Gölgesinde yaşayacağımız başka bayrağımız, defnedileceğimiz başka da vatanımız yoktur.

Herkes özellikle de ülkeyi yöneten, kritik noktalarda topluma yön veren kişilerin elini vicdanına koyarak, adımlarını ölçerek biçerek atmaya gayret ederse toplumsal sorunların büyük ölçüde azalacağını, ekonomik refahı sağlanarak birlik, beraberlik ve kardeşlik içinde acıyı, tatlıyı, varlığı, yokluğu paylaşan saygı ve sevgi ölçüleri içinde yaşacağımızdan hiç endişeniz olmasın.

Ülkemizde kardeşçe yaşamamızın formülü; şahsi emeller uğruna ötekileştirmeden, sevginin üst seviyelere taşınarak, birlik, beraberliğin tesis edildiği, terbiye edilmiş yapıcı olgun bir dille, saygı çerçevesinde bir yaşam sürdürmemizden geçer. Pratikte de çok zor değildir.

Bu tarihe kadar yapılan yanlışları ortaya koymaya gerek yok. Ulu orta görünüyor. Bu yanlışları cilalayarak doğruymuş gibi göstermek ülkemizi yukarılara taşımak yerine, aşağıya çekmektedir.

Durum böyle olunca, birileri koltuğunu ve şahsi menfaatlerini korumak adına attığı adımları halk için yaptığını söylemesi tarif edilemez bir durumdur. Çünkü bu filmin sonunda her daim ezilen, perişan olan halkımız olmaktadır.

Bir eli yağda, bir eli balda olan zihniyetlerin halkımızı bu duruma getirmeye, perme perişan etmeye de hakkı yoktur.

Gittikçe kangrenleşen bu sorunun bu yolla çözülmeyeceği aşikâr olmuştur. Ortada büyük bir sorun var. Zorlayarak, pembe tablolar çizerek çözmenin mümkün olmadığını gördük.

Şu anda yol yakınken, "Zararın neresinden dönersen kâr" misali sorunu ortaya, doğru koyup, çözümler aramak en mantıklı yapılan icraat olacaktır.

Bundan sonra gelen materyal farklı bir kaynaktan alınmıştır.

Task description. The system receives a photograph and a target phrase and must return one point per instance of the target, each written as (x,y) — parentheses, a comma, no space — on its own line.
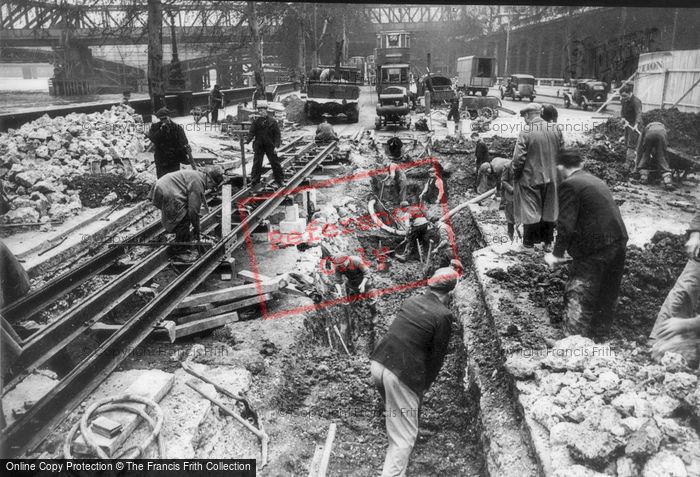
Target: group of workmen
(544,188)
(180,194)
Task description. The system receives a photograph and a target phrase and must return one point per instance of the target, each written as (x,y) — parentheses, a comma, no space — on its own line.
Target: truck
(392,59)
(476,74)
(335,95)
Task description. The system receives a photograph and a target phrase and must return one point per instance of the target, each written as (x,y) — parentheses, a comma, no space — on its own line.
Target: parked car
(442,88)
(586,93)
(393,107)
(519,87)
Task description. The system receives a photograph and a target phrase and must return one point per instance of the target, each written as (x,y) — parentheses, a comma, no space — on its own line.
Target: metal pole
(505,65)
(242,143)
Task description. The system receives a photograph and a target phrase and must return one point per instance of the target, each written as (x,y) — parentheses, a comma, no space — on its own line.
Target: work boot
(644,176)
(668,182)
(189,256)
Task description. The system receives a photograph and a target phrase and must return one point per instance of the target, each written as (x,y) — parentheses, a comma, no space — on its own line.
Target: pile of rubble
(683,128)
(649,275)
(603,411)
(40,160)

Bunun için bütün siyasi partilerden fikir alarak çözüm aramak, demokrasimizi güçlendirdiği gibi, toplumsal birlikteliği olgunlaştırarak, yarınlarımıza da umutla bakmamızı sağlayacaktır.

Diğer taraftan toplumda birlik beraberliği sağlamaktan bahsederken kucağımızda bulduğumuz başkanlık sistemi, toplumu ayrıştırmakta büyük marifetler sergilemiştir.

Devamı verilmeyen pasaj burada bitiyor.